Danielle Kemsley currently works as Associate Director of the Clark Fund at Clark University in Worcester, MA. She serves on a team responsible for raising almost $3 million dollars annually in unrestricted gifts from individuals, works as a frontline fundraiser managing a portfolio of 150 donors, and oversees the engagement and giving of alumni who graduated 40+ years ago. She hails from London, England, and graduated with a Bachelor’s degree in English Literature from the University of Warwick and worked for the Warwick Arts Centre, the BBC, and the British Film Institute before emigrating to the US. During her time at Trinity Rep Danielle worked in General Management and Administration (as assistant to Oskar Eustis, Curt Columbus and others), then in Development and External Relations, where she managed a portfolio of mid-level donors, led the Community Ambassador volunteer program and coordinated cultivation events. Danielle then served as the Director of Membership & Development for the Providence Athenaeum library for seven years, where she directed all fundraising efforts for the organization and focused on broadening and deepening the base of individual donors, improving stewardship practices and launching a legacy giving society. In 2018 she received a Certificate in Nonprofit Management and Leadership from Tufts University/The Institute for Nonprofit Practice. Danielle lives in Smithfield with her husband and two young sons.
Parking for Arnold House is located at Gateway Park, next door to the property. An optional tour of Arnold House will be available after the program ends.

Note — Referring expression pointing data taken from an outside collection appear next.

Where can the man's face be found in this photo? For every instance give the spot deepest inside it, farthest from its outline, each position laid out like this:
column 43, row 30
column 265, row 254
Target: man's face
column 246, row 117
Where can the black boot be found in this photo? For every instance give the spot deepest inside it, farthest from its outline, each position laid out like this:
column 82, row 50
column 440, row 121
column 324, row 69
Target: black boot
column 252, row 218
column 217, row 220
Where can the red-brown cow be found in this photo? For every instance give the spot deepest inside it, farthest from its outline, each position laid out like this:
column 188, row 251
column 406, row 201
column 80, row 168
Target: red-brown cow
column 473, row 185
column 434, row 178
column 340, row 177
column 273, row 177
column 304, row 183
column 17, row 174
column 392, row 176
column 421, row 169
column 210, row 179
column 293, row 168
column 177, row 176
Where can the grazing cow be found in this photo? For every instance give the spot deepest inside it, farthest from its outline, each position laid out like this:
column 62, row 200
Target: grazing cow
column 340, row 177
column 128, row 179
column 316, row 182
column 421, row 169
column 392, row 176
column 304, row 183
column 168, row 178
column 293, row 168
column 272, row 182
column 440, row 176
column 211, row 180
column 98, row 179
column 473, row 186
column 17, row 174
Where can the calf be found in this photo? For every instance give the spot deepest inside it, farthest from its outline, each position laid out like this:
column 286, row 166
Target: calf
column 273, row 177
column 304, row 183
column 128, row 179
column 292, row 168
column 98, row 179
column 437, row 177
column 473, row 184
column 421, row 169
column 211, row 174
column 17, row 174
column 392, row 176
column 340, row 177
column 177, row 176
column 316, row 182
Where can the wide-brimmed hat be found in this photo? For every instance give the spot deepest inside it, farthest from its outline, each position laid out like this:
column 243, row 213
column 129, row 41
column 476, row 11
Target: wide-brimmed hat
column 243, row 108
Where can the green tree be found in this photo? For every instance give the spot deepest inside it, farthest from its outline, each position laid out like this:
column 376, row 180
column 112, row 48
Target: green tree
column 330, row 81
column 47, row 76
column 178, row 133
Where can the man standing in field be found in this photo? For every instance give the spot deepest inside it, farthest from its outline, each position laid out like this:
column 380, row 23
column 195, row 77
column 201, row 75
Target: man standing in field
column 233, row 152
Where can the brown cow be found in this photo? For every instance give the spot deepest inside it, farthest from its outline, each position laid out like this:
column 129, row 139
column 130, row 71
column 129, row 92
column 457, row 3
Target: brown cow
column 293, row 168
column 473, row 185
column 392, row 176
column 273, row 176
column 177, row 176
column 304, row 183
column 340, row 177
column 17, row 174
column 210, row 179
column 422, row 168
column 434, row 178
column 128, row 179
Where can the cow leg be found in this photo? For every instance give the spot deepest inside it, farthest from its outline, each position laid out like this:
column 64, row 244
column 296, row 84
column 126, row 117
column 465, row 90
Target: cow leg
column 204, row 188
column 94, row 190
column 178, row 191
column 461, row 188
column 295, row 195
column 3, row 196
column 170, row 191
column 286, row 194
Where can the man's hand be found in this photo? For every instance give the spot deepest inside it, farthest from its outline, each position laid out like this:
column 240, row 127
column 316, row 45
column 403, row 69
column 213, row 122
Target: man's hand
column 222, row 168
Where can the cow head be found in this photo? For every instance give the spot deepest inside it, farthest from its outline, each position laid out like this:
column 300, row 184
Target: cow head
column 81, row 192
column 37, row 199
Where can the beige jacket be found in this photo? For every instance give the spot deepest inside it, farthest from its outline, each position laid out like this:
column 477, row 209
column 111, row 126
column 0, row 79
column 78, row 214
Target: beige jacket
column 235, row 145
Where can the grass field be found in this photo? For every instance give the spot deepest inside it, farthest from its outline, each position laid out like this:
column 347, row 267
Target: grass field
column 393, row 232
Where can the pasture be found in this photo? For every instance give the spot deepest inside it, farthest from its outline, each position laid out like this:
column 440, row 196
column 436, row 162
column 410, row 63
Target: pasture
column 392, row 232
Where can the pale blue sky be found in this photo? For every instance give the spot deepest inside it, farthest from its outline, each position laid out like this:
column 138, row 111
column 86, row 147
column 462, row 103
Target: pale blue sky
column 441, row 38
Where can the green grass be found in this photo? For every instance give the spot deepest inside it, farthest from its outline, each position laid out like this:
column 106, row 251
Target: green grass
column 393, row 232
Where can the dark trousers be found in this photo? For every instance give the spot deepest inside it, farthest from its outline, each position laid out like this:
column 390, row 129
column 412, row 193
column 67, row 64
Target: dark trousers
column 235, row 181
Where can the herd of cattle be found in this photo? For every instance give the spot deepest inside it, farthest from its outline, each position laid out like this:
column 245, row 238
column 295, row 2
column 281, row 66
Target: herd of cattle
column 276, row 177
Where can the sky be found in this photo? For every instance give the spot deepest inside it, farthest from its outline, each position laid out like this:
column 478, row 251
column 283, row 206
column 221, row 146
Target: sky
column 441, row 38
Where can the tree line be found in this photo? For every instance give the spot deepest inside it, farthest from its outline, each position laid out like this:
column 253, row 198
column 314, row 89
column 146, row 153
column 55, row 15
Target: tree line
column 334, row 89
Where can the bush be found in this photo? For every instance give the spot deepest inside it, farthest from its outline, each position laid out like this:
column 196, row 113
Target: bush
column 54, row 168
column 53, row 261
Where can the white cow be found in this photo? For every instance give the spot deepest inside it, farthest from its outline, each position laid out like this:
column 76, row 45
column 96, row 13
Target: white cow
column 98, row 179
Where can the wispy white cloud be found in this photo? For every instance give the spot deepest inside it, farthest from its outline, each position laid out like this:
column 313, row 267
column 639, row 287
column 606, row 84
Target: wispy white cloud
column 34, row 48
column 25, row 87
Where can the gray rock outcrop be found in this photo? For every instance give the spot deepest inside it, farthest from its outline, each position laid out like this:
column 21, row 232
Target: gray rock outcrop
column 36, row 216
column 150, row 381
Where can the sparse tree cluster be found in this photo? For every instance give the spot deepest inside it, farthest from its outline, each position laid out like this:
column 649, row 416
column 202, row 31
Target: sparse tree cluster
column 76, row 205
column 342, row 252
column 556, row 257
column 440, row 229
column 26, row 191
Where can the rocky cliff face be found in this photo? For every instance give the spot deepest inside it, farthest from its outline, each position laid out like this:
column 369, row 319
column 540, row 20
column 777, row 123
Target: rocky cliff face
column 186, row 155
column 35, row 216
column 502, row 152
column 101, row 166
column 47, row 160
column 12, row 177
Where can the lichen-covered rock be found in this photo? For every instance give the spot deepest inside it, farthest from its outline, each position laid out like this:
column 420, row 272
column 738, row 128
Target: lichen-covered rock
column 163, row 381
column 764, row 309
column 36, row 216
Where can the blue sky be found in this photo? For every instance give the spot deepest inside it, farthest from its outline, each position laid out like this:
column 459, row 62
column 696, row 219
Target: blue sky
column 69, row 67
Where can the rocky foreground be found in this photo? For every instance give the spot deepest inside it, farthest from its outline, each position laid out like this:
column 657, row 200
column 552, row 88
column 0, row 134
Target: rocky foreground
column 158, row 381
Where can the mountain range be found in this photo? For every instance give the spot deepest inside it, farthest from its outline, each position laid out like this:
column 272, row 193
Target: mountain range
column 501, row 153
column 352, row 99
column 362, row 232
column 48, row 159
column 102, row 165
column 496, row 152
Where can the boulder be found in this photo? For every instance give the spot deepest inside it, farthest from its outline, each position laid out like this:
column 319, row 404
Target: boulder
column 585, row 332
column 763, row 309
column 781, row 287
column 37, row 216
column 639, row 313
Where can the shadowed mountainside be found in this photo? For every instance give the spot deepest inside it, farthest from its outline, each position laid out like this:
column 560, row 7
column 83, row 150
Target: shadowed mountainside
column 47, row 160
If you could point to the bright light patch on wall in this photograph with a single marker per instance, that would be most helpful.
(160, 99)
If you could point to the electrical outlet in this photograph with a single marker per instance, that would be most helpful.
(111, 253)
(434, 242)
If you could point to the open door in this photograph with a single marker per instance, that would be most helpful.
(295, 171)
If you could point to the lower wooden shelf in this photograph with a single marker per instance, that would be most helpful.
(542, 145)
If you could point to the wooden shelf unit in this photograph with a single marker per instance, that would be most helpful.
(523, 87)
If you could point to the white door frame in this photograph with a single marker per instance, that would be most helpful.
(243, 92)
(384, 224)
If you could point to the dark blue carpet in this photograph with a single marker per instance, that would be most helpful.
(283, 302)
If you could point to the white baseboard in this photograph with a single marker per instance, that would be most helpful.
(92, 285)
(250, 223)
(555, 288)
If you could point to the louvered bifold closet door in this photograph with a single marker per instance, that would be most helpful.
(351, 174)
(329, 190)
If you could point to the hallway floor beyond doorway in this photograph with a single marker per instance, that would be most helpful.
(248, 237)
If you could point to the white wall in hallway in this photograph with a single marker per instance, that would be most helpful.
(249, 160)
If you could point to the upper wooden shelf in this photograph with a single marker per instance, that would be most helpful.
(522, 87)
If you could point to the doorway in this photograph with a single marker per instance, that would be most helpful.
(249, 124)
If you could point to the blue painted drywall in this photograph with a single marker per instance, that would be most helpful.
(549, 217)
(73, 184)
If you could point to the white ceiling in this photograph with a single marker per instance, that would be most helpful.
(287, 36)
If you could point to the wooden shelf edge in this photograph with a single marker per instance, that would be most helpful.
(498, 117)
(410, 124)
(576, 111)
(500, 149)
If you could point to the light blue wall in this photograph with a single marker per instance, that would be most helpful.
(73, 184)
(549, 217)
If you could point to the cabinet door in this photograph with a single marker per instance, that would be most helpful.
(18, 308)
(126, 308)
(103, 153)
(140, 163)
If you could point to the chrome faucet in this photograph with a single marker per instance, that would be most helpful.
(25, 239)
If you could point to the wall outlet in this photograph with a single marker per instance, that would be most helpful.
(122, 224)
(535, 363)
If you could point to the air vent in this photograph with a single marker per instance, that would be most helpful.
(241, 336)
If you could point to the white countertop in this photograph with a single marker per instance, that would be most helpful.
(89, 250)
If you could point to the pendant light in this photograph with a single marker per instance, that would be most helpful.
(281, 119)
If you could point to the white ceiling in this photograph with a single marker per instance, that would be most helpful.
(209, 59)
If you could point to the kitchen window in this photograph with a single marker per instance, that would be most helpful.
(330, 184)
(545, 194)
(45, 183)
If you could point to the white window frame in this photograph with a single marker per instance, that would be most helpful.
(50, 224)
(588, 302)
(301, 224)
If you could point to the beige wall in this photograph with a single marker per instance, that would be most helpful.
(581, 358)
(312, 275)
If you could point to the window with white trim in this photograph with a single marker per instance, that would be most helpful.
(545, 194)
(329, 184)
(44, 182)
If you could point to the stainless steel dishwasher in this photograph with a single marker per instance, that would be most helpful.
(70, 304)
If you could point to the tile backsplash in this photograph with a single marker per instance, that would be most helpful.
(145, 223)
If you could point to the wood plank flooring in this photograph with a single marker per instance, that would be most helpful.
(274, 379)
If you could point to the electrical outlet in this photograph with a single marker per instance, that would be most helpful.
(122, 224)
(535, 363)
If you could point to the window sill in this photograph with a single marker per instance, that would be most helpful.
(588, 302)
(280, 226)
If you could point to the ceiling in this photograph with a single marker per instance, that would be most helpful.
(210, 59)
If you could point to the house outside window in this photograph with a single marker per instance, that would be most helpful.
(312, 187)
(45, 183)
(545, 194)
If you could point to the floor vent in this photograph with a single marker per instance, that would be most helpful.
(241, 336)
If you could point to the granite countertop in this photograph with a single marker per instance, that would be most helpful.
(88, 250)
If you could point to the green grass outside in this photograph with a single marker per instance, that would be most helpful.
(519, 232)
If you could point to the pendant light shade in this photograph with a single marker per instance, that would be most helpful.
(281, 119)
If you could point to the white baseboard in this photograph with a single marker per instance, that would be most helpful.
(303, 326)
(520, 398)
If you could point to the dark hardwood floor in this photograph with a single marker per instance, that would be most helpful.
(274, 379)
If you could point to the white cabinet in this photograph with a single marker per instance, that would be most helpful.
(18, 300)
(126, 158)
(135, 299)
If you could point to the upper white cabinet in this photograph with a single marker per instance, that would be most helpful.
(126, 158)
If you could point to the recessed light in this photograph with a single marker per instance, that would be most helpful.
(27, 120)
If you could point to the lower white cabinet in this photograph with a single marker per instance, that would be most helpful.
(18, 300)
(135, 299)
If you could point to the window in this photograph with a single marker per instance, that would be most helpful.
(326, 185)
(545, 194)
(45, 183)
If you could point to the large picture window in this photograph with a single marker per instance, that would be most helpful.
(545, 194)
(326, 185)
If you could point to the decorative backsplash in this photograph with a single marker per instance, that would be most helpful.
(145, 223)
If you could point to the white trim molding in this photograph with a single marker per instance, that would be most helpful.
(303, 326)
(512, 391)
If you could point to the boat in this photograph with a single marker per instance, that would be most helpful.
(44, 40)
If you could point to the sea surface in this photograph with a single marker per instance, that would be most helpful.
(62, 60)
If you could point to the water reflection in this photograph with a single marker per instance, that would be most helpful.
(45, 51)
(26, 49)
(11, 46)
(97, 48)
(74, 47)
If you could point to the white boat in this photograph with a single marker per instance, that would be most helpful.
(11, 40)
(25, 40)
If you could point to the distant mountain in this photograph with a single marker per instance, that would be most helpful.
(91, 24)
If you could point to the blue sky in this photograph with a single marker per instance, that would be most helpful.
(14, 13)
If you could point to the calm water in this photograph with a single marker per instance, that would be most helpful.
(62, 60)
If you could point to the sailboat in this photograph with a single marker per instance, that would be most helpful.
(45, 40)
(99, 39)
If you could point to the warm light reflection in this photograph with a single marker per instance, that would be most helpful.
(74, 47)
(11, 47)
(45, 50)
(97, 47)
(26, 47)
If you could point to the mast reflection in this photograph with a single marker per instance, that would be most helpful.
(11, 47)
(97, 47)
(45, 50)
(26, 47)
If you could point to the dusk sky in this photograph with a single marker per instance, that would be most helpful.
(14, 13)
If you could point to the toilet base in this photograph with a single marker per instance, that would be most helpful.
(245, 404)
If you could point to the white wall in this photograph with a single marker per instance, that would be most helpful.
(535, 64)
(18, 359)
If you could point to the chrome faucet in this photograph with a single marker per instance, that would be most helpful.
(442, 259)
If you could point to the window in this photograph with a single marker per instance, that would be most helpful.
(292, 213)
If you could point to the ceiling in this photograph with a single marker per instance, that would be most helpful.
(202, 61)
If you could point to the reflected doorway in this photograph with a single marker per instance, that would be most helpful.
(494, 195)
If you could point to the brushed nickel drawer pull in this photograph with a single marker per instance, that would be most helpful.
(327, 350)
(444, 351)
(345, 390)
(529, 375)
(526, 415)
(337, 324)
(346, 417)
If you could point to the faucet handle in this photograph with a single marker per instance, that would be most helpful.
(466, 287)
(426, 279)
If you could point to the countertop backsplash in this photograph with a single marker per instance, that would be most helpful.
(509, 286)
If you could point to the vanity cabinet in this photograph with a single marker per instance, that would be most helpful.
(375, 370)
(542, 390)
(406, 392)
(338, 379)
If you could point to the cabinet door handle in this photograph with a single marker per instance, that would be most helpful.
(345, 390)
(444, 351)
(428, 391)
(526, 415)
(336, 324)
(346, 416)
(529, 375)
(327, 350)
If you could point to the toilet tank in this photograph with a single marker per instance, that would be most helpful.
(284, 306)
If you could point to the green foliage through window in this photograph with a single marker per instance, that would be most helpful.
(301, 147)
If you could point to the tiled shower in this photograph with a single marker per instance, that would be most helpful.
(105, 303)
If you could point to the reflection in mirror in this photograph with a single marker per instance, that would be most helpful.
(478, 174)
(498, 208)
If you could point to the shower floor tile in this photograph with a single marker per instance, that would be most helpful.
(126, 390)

RHODI Conversations: Facilitating Dialogues about Difficult History: Workshop and Discussion
Friday, November 8, 10AM-12PM
East Providence Public Library
Join Dr. Kayon Murray-Johnson for an interactive presentation about managing emotions and tensions while facilitating difficult dialogues on race and ethnicity in America. Dr. Murray-Johnson will cater the workshop to our specific participants but reserve your spot now as we will cap registration at 25 people! We will engage in discussions about using tools like inquiry and balance while also addressing fears many practicing historians have about engaging visitors in such difficult conversations. An educator at the core, Dr. Kayon Murray-Johnson has successfully trained and facilitated diverse adults for over 15 years. Training contexts range from higher education and non profit, to corporate and vocational arenas in the United States and the Caribbean. Her current work, backed by empirical research, surrounds best practices for facilitating (difficult) dialogues on racial/ethnic difference. Dr. Murray-Johnson currently serves as faculty member and Interim Assistant Director for the Office of Advancement for Teaching and Learning at URI. She has a passion for seeing educators in diverse learning spaces succeed in practice, and a passion for facilitating every one at the table of authentic conversations on race, ethnicity and cultural responsiveness to that end.